In deze zaak heeft de rechtbank Den Haag op 10 maart 2014 uitspraak gedaan in een strafzaak tegen een vader die zijn zeer jonge dochter heeft mishandeld. De verdachte, geboren in 1964 in China, werd beschuldigd van het opzettelijk toebrengen van zwaar lichamelijk letsel aan zijn dochter, geboren in 2011. De mishandeling vond plaats op 14 januari 2013 in Rijswijk, waar getuigen zagen dat de verdachte zijn dochter meerdere malen in het gezicht en op haar lichaam sloeg. De rechtbank heeft het onderzoek ter terechtzitting gehouden op 24 februari 2014, waarbij de officier van justitie mr. S. Sleeswijk Visser en de raadsman van de verdachte, mr. J.C.A. Stevens, aanwezig waren.

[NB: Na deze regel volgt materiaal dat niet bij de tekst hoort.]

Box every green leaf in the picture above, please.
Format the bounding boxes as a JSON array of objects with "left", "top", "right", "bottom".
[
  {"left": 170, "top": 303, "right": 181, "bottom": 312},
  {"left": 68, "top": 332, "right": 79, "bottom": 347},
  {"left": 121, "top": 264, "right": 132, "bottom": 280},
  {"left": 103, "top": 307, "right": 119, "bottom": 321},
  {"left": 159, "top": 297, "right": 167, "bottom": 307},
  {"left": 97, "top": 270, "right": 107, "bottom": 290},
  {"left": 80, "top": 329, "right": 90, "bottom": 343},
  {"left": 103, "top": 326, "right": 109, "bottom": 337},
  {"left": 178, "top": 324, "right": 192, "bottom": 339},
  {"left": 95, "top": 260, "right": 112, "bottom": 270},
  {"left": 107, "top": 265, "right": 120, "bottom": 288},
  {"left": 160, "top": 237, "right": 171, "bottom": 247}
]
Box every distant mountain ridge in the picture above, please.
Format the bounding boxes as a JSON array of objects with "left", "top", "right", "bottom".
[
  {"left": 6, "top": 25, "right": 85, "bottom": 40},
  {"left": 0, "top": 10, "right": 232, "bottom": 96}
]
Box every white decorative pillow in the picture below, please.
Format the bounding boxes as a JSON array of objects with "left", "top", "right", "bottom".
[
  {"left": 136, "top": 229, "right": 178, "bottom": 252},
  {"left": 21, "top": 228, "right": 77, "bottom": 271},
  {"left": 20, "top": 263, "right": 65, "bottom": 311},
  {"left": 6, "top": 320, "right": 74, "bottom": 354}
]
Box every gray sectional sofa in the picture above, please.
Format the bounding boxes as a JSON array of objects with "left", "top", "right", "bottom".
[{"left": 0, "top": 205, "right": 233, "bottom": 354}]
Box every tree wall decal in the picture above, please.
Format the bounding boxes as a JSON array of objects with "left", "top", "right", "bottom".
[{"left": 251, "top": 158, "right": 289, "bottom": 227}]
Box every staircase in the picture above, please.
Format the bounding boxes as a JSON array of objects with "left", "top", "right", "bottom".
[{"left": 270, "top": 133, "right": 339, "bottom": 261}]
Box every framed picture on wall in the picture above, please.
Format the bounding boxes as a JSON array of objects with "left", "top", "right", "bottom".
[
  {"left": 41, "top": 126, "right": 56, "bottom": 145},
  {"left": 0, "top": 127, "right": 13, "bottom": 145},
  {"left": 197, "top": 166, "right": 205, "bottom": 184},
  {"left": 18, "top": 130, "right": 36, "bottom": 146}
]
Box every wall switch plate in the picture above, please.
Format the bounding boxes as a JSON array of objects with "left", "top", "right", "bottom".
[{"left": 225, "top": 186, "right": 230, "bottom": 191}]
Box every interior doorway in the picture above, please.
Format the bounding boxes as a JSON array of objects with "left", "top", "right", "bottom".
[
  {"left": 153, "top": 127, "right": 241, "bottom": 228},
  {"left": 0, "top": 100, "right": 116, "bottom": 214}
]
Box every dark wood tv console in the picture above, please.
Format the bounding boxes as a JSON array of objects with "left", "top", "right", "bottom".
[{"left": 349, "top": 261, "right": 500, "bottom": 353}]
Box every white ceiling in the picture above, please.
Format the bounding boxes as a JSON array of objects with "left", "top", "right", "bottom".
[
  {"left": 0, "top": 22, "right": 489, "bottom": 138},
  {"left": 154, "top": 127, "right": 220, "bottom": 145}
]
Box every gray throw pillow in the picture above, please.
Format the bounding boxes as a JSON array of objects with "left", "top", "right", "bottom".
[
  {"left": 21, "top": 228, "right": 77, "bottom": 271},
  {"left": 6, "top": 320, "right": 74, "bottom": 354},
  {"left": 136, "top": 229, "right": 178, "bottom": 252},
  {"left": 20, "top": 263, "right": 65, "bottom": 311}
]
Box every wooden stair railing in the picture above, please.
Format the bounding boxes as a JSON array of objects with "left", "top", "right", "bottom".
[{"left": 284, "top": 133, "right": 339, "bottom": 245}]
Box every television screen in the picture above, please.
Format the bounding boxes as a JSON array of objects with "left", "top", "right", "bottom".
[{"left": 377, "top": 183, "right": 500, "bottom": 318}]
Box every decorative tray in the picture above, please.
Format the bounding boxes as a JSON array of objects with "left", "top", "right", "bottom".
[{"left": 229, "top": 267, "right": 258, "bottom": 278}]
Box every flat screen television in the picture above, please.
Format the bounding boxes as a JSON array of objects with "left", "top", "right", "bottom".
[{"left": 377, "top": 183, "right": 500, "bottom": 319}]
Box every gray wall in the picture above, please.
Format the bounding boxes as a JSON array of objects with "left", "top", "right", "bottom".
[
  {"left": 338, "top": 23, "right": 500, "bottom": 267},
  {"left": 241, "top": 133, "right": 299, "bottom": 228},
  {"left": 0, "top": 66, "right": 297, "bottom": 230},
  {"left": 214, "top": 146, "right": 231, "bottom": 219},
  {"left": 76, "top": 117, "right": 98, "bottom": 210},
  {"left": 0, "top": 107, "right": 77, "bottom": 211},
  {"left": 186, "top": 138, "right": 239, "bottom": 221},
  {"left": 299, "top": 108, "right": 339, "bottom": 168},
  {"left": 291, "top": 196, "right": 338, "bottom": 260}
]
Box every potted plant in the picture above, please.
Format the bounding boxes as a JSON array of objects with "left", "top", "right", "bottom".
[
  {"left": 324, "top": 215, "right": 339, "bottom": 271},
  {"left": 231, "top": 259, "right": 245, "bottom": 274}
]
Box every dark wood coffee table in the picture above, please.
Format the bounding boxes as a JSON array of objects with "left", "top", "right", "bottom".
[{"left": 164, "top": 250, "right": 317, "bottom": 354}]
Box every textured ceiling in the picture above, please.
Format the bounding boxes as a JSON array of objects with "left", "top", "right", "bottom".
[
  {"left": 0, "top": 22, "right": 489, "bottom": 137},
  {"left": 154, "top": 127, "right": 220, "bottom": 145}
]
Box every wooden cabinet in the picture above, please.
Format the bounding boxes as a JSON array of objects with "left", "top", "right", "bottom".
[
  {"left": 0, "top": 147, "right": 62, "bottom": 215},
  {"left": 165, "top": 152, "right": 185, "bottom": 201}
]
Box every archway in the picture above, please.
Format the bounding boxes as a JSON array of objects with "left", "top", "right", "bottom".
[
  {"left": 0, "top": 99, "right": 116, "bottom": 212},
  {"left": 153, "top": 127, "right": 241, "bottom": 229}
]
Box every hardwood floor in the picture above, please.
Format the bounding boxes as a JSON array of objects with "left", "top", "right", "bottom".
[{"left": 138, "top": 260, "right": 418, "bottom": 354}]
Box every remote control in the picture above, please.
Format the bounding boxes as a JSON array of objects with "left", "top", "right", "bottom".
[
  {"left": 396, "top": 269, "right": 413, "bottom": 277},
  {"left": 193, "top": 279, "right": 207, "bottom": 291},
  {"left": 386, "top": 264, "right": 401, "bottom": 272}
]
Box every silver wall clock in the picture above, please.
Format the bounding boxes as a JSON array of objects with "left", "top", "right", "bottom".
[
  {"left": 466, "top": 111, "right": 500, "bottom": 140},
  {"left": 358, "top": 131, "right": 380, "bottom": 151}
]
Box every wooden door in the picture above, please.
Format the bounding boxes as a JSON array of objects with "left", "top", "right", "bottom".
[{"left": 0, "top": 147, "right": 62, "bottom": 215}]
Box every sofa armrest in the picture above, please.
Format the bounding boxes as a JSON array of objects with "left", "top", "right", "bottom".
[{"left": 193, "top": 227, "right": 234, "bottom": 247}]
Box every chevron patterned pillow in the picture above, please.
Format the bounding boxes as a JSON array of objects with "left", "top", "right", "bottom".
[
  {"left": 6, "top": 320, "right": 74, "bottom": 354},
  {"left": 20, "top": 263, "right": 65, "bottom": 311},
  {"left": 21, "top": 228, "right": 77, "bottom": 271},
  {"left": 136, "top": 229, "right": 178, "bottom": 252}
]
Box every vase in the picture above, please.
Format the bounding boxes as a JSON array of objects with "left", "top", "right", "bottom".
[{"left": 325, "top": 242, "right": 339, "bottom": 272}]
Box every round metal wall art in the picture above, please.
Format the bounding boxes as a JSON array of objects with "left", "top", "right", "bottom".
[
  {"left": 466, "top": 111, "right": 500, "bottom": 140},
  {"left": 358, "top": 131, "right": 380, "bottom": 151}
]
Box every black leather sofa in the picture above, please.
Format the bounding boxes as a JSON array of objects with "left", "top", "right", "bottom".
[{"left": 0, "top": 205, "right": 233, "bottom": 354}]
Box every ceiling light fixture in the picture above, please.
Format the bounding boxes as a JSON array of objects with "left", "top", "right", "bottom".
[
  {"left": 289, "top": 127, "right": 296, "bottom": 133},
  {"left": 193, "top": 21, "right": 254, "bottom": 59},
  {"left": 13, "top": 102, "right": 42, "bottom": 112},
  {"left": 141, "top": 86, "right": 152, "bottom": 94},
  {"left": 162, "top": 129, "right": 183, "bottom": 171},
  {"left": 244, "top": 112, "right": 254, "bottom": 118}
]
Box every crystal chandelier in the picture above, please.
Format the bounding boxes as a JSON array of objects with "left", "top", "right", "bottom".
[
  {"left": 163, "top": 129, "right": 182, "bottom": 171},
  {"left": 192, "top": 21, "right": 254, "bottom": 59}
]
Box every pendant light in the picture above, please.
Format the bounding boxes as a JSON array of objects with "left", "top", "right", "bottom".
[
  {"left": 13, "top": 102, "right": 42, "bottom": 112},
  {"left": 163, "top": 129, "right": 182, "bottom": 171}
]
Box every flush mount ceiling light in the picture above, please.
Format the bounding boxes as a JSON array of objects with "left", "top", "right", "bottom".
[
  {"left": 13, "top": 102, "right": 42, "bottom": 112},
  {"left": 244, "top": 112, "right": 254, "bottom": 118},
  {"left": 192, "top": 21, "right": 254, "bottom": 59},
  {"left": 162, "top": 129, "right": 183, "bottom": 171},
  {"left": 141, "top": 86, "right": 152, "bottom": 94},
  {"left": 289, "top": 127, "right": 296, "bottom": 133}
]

De rechtbank heeft vastgesteld dat de verdachte zijn dochter tweemaal met de vlakke hand in het gezicht heeft geslagen, maar dat er onvoldoende bewijs was voor de andere tenlastegelegde feiten, zoals het slaan met gebalde vuisten of het trekken aan het haar. De rechtbank oordeelde dat de verdachte wel degelijk schuldig was aan mishandeling, maar niet aan het primair ten laste gelegde feit van poging tot het toebrengen van zwaar lichamelijk letsel. De verdachte werd veroordeeld tot een taakstraf van 60 uur, waarvan 30 uur voorwaardelijk, met een proeftijd van 2 jaar en onder bepaalde voorwaarden.
De rechtbank heeft bij de strafoplegging rekening gehouden met de ernst van de mishandeling, de impact op het slachtoffer en de omstanders, en de persoonlijke omstandigheden van de verdachte. De verdachte heeft aangegeven dat hij zijn behandeling bij de Waag wil voortzetten en dat hij zijn les heeft geleerd. De rechtbank heeft ook gekeken naar eerdere veroordelingen van de verdachte en de aanbevelingen van de reclassering, die een werkstraf met bijzondere voorwaarden adviseerde. Uiteindelijk werd de verdachte schuldig bevonden aan mishandeling van zijn kind, maar niet aan de zwaardere aanklacht.